I’m hanging out in the Red Carpet Club at the Orlando airport, waiting to head home from the Cloud Security Alliance Congress. Yesterday Chris Hoff and I presented a three part series – first our joint presentation on disruptive innovation and cloud computing (WINnovation), then his awesome presentation on cloud computing infrastructure security issues (and more: Cloudinomicon), and finally Quantum Datum, my session on information-centric security for cloud computing.
It was one of the most complex presentations I’ve ever put together in terms of content and delivery, and the feedback was pretty positive, with a few things I need to fix. Weirdly enough I was asked for more of the esoteric content, and less of the practical, which is sorta backwards. I enjoy the esoteric, but try not to do too much of it because we analyst types already have a reputation for forgetting about the real world.

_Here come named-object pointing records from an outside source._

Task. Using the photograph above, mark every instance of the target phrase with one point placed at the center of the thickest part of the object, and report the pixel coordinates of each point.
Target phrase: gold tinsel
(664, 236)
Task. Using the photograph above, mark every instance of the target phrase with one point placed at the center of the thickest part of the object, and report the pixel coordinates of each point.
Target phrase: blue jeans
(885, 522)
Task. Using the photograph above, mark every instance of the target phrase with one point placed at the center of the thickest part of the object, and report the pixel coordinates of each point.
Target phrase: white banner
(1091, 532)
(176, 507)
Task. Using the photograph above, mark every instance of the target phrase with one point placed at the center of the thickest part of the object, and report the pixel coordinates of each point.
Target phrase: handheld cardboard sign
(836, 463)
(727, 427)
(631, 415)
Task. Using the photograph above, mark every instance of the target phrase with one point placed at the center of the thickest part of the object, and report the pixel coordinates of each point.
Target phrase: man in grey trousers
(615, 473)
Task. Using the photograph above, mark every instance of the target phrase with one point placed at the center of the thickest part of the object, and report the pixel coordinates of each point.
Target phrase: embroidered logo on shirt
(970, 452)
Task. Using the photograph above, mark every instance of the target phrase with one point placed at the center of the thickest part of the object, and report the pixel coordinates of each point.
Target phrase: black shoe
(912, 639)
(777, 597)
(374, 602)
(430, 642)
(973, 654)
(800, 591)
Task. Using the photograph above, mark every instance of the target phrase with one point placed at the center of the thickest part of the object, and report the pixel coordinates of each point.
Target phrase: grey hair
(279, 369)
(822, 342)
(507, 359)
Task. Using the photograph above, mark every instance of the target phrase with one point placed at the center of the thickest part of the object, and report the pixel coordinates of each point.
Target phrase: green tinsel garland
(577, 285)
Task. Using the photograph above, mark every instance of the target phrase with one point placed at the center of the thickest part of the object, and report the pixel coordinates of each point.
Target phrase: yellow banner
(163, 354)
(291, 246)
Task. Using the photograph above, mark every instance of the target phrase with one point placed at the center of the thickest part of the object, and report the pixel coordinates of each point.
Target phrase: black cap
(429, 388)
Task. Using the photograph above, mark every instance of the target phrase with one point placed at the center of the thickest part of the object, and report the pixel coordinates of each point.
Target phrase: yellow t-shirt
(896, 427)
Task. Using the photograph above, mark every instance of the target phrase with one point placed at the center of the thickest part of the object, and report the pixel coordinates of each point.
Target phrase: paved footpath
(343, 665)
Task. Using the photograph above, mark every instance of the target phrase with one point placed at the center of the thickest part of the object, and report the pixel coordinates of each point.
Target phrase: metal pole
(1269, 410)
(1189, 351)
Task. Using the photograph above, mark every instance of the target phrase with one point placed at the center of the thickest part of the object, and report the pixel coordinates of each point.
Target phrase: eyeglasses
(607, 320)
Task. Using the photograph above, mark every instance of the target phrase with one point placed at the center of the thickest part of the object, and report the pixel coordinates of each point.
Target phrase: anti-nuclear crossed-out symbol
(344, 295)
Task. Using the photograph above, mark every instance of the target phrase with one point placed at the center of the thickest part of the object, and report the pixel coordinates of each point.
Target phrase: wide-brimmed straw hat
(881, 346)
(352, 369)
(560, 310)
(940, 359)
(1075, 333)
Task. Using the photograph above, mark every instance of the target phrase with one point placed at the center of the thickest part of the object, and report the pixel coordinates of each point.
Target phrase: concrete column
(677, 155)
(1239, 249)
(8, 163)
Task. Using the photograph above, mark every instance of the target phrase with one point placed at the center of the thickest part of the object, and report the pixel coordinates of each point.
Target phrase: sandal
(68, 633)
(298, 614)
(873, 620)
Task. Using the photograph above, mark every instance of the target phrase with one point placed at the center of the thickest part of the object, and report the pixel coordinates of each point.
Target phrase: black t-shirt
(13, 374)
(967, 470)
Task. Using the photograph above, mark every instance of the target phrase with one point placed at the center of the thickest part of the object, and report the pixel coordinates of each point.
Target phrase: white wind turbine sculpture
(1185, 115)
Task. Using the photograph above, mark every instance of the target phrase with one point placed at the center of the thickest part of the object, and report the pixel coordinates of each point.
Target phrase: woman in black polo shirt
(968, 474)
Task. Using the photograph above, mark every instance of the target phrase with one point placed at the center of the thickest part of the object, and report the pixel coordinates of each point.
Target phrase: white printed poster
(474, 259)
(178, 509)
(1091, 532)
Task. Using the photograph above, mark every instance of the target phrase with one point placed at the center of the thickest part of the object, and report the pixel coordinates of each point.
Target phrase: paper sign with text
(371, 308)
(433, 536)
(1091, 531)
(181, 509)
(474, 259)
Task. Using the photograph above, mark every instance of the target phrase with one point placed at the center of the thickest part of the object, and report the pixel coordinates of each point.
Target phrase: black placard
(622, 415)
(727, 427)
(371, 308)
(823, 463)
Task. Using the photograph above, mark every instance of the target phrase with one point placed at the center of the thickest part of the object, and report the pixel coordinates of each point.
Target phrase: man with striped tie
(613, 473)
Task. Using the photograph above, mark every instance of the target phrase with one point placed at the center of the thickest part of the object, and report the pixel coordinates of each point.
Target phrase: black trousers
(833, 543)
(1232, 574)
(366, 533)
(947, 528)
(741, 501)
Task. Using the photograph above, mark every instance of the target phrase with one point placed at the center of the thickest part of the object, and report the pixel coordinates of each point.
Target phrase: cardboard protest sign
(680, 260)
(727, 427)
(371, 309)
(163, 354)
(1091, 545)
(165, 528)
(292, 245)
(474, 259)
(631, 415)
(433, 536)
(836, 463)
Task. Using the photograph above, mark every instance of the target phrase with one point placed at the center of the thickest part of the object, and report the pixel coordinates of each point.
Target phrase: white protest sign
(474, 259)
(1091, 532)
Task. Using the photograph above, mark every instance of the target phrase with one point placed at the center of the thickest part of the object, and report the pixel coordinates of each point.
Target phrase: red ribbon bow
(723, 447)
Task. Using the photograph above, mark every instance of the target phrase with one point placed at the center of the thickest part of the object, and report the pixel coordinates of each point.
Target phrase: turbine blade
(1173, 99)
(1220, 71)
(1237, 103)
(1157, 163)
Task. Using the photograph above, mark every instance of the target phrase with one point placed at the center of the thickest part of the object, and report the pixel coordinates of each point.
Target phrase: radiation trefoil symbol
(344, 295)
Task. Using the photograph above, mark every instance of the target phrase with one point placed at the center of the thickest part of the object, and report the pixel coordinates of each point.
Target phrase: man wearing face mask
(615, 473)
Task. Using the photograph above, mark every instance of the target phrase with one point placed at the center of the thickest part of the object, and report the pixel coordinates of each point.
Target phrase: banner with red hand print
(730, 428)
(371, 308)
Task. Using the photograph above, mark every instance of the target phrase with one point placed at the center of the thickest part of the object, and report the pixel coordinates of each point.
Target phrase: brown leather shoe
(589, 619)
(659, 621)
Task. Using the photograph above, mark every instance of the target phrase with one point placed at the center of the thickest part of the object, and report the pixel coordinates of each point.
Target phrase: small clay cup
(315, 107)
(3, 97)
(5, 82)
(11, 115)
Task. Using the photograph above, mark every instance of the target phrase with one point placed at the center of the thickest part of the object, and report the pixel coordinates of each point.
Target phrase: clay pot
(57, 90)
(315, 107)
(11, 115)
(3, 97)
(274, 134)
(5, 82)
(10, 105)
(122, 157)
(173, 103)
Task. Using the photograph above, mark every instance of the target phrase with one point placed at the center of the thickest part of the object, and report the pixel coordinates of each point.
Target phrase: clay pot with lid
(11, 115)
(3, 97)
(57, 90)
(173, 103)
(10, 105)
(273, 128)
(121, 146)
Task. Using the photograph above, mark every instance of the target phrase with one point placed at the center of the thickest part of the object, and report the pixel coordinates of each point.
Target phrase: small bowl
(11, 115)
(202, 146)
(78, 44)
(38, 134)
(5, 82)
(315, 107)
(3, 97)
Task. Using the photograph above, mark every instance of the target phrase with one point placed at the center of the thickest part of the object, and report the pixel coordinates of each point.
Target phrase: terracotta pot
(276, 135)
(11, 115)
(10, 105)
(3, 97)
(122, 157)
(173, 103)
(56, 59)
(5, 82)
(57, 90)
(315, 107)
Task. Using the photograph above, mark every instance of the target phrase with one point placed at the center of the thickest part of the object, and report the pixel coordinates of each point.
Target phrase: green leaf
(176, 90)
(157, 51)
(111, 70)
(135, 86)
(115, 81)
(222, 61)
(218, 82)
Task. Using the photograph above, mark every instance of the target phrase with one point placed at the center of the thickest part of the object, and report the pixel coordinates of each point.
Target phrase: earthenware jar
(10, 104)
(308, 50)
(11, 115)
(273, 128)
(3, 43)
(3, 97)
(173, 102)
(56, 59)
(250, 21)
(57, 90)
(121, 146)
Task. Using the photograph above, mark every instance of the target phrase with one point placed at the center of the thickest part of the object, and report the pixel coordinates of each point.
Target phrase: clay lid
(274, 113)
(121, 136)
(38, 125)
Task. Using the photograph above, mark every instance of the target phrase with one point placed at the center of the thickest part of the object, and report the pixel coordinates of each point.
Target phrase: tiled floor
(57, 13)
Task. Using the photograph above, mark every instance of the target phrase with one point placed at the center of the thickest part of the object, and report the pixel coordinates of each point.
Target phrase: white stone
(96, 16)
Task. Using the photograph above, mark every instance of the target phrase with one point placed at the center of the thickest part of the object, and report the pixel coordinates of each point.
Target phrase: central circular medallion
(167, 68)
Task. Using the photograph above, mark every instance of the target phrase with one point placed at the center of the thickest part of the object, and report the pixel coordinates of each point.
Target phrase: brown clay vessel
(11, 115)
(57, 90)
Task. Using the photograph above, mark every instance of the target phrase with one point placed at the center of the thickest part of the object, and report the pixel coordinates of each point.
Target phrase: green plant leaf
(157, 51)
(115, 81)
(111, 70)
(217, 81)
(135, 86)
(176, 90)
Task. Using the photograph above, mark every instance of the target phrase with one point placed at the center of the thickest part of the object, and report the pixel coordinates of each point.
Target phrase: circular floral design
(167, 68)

While I don’t intend to blog the entire presentation, and the slides don’t make sense without the talk, I’m going to break out some of the interesting bits as separate posts. As you can imagine from the title, the ‘theme’ was quantum mechanics, which provides some great metaphors for certain information-centric security issues.
One of the most fascinating bits about quantum mechanics is the concept of quantum entanglement, sometimes called “spooky action at a distance”. Assuming you trust a history major to talk quantum physics, quantum entanglement is a phenomena that emerges due to the wave-like nature of subatomic particles. Things like electrons don’t behave like marbles, but more like a cross between a marble and a wave. They exhibit characteristics of both particles and waves. One of those is that you can split certain particles into smaller particles, each of which is representative of a different part of the parent wave function. For example, after the split you end up with one piece with an ‘up’ spin, and another with a ‘down’ spin, but never two ups or two downs.
You can then separate these particles over a distance, and measuring the state of one instantly collapses the wave function and determines the state of the other. Thus you can instantly affect state across arbitrary distances – but it doesn’t violate the speed of light because technically no information is transferred.
This is an interesting metaphor for data loss. If I have a given datum (the singular of ‘data’), the security state of any copy of that datum is affected by the state of all other copies of that datum.
Well, sort of. Unlike with quantum entanglement, this is a one-way function. The security state of any datum can only decrease the security of all the rest, never increase it.
This is why data loss is such an intractable problem. The more copies of a given datum (which could be a single number, or a 2-hour-long movie), the greater the probability of a security failure (assuming distribution) and the weaker overall relative security becomes. If one copy leaks, considering the interconnectivity of the Internet, that single copy is now potentially available and thus the security of all the other copies is reduced.
This is really a stupidly complex way of saying that your overall security of a given datum is no greater than the weakest security of any copy.
Now think in practical terms. It doesn’t matter how secure your database server is if someone can run a query, extract the data, dump it into an Excel spreadsheet, and email it.
I believe the scientific term for this is ‘bummer’.